You are looking to build your own pension plan with your hard earned money? Some advisers may talk to you about variable annuities. A variable annuity is an investment product where you accumulate your next egg in a tax deferred structure. At the time of withdrawal, you are allowed to buy an annuity generating a steady stream of income.
Variable Annuities Structure
Variable annuities are nothing like fixed annuities. The value of payments you will receive at retirement is unknown and not guaranteed. In a variable annuity, the investor selects with the help of his rep a series of mutual funds into sub-accounts. The investment risk can range widely from conservative to aggressive portfolio. The money is then invested in those sub-accounts through mutual funds during the accumulation phase.
The accumulation phase is defined by the moment where you purchase your variable annuity contract and open you sub-accounts until the moment you start withdrawing. During that phase, you have the opportunity to contribute to your policy at any time with different amounts. Most likely, you will be suggested to invest a lump sum or periodically if you are building your savings.
The money is invested in mutual funds and this is why the investment returns vary greatly. The amount available for distribution at retirement is unknown as investments are not guaranteed. Therefore, it is similar to a defined contribution pension plan; you know how much you invest in it, but you don’t know how much you will get in return.
How is it Different from Indexed Annuities?
If you look at the indexed annuity structure, you will notice that there are two parts in the contract: a fixed annuity + call options on an index. This structure guarantees you a minimum payment from your annuity.

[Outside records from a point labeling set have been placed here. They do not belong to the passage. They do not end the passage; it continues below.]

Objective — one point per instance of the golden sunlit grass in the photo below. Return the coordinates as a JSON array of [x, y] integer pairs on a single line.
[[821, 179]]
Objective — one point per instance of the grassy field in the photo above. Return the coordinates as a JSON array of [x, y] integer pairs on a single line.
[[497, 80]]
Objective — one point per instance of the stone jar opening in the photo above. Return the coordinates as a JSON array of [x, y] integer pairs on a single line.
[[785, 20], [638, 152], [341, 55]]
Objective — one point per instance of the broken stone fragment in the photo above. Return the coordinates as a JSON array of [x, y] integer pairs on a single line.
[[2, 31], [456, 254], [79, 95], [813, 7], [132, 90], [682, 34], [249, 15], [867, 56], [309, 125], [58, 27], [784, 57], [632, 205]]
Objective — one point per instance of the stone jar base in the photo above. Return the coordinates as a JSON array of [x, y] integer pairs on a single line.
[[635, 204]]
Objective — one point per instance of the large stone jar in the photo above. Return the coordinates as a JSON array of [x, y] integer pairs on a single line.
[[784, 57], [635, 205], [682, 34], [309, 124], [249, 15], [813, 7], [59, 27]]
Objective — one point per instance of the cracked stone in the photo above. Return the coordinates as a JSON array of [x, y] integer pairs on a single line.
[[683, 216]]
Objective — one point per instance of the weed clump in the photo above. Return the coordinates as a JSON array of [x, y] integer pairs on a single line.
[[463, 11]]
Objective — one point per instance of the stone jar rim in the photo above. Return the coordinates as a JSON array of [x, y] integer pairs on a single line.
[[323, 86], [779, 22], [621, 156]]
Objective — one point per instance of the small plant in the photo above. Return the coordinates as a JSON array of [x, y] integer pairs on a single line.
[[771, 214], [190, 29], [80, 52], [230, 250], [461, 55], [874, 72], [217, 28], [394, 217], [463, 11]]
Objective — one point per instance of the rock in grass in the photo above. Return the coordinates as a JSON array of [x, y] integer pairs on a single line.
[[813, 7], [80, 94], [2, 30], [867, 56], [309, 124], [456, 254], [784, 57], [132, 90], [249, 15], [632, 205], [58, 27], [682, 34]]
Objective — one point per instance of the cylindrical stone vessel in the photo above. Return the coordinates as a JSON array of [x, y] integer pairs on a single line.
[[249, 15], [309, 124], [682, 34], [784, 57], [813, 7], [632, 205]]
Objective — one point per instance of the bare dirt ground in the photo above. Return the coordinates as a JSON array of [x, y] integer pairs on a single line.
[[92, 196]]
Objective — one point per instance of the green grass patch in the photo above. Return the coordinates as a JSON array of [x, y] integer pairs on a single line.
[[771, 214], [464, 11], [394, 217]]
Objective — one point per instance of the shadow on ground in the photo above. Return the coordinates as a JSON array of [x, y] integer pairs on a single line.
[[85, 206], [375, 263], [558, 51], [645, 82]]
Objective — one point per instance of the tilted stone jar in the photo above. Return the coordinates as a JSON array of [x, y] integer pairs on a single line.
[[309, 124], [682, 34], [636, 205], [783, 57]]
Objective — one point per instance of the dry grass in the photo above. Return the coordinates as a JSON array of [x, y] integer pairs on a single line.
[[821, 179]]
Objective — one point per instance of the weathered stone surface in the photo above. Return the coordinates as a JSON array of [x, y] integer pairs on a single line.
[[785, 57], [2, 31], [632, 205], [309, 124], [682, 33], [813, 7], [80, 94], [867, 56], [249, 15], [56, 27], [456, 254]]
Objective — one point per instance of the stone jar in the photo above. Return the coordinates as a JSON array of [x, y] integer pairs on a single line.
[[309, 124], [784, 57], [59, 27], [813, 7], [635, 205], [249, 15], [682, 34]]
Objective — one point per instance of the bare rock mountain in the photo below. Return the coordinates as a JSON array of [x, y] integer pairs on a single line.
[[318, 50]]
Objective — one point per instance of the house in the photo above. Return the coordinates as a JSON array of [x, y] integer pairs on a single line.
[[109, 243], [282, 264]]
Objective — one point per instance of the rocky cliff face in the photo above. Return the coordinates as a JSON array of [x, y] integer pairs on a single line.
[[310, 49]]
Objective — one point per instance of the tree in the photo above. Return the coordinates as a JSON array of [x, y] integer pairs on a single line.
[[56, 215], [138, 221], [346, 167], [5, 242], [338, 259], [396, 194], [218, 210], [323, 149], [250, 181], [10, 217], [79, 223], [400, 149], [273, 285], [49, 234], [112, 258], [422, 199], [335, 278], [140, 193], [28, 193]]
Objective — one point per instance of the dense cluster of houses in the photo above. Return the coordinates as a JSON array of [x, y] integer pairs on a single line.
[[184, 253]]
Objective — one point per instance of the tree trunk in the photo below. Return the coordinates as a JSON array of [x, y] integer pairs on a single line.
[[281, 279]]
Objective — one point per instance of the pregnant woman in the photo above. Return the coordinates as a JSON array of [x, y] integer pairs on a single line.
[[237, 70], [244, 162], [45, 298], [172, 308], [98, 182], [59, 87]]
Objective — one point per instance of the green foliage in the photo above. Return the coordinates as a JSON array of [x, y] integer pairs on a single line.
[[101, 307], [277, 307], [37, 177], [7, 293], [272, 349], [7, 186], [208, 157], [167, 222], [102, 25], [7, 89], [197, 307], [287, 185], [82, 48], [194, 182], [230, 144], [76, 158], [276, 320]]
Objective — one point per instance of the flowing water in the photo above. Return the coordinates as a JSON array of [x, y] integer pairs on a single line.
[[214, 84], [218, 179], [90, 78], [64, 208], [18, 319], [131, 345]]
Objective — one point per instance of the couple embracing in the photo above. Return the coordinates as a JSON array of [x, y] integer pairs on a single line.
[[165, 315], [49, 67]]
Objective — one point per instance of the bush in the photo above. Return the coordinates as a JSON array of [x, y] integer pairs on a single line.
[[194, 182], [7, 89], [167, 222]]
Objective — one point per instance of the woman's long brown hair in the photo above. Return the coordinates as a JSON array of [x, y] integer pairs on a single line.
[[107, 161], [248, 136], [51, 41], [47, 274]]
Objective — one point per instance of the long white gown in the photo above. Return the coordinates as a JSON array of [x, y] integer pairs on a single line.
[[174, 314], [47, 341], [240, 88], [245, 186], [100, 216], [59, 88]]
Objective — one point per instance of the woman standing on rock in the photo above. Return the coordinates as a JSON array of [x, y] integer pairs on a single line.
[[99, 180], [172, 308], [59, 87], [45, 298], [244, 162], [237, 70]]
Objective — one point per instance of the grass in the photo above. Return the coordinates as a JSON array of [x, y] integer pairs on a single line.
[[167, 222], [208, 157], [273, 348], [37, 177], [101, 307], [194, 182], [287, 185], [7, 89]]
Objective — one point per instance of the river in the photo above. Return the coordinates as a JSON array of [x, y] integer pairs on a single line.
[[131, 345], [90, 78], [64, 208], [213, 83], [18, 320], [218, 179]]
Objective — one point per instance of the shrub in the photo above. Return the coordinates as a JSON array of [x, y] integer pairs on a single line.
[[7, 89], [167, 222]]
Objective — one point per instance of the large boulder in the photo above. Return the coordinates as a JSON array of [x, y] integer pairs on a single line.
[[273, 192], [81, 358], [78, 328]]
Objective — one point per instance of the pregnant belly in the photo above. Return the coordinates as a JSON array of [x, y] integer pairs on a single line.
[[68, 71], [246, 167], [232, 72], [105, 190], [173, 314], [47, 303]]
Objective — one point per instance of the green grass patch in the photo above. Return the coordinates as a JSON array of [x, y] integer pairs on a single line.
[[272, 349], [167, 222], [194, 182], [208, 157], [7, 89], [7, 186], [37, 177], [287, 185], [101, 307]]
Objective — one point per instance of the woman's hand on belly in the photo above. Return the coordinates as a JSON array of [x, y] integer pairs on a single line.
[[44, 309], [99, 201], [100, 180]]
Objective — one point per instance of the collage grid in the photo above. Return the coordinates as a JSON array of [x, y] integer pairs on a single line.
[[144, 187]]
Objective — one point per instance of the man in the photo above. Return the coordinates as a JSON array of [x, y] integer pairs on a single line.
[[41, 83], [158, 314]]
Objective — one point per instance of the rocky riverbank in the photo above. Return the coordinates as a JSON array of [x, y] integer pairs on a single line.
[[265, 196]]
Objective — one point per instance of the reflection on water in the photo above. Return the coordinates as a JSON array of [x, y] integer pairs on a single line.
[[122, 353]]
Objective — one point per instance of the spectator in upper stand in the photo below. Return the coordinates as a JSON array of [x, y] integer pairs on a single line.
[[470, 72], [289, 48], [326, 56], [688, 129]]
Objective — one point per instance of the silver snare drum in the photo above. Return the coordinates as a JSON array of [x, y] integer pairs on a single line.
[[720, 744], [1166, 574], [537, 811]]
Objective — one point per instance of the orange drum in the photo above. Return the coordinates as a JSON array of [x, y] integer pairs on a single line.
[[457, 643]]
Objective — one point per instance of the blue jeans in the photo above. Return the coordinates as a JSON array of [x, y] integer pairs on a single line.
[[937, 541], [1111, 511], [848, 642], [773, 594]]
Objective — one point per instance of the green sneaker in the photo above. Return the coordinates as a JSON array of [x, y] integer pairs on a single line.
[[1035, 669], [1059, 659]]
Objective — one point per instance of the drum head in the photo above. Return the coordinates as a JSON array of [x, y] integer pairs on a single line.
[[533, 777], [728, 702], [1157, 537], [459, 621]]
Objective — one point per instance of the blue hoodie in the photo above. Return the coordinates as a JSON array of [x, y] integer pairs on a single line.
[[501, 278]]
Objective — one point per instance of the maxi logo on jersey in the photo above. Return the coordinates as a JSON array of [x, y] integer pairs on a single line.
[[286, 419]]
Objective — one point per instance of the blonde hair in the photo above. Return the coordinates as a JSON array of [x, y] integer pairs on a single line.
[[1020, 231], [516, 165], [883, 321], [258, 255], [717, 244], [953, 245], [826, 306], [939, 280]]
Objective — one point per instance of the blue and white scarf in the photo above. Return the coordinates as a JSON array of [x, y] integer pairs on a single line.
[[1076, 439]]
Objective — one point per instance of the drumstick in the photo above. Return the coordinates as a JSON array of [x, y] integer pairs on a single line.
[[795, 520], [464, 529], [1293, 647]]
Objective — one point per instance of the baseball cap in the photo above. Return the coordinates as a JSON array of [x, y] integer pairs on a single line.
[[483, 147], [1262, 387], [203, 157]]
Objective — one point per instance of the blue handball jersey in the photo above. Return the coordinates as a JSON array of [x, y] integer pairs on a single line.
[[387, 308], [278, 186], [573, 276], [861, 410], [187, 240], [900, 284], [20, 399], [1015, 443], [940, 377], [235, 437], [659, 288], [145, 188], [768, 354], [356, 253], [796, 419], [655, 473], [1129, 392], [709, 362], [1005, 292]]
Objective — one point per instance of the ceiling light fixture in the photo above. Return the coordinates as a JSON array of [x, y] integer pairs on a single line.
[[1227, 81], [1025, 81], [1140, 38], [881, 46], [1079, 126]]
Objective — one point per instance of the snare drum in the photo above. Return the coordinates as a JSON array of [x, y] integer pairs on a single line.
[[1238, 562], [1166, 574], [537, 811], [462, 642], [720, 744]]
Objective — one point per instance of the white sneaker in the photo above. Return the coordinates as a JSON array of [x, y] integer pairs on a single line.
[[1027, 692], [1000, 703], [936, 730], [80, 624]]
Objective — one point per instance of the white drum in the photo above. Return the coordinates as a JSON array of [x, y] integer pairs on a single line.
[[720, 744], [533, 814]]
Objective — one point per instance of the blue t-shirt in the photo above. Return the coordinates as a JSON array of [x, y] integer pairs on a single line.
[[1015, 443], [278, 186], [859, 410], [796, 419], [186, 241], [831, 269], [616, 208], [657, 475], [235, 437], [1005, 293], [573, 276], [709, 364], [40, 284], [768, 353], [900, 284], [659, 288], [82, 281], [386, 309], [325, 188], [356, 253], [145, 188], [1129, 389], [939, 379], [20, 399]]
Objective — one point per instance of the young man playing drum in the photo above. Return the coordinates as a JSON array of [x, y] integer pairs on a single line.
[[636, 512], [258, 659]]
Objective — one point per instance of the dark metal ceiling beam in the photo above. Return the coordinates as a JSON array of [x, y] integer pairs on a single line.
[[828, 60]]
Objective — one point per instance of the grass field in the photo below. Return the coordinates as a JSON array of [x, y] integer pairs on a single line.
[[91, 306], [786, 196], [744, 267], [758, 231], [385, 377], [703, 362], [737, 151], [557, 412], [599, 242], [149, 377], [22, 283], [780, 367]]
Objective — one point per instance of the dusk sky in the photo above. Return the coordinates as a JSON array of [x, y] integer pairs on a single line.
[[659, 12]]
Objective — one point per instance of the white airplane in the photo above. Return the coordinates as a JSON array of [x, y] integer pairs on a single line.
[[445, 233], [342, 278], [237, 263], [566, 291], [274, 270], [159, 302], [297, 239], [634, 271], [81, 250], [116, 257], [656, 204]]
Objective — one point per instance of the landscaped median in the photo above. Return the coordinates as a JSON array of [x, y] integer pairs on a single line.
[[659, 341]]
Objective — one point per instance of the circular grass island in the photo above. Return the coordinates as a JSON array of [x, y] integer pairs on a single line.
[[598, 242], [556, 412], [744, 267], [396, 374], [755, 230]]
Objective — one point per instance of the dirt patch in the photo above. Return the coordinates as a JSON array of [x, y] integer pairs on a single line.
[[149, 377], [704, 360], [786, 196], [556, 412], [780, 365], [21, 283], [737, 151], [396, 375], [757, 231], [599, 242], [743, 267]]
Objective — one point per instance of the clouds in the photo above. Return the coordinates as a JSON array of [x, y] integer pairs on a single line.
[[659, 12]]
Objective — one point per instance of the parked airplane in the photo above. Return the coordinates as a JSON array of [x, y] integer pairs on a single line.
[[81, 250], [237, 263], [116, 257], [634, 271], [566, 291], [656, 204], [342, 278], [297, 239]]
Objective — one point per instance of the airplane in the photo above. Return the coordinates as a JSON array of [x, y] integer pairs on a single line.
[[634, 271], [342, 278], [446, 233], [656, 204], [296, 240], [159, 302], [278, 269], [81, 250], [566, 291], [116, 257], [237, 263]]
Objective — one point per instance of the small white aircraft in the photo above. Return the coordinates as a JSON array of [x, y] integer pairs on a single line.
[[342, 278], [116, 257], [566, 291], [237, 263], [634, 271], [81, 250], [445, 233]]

In the case of a variable annuity, there are no minimum payments guaranteed. Your future annuity payments will depend on how you invest your money during the accumulation phase. You can now understand how different the variable annuity is from the indexed contract. An investor seeking for guarantees should not consider variable annuities as a safe investment.
All after-tax money used to fund subaccounts will benefit from a tax deferral until you start your withdrawing period. This enables you postpone taxed paid on interest and dividend revenues which are usually paid the same year they are declared.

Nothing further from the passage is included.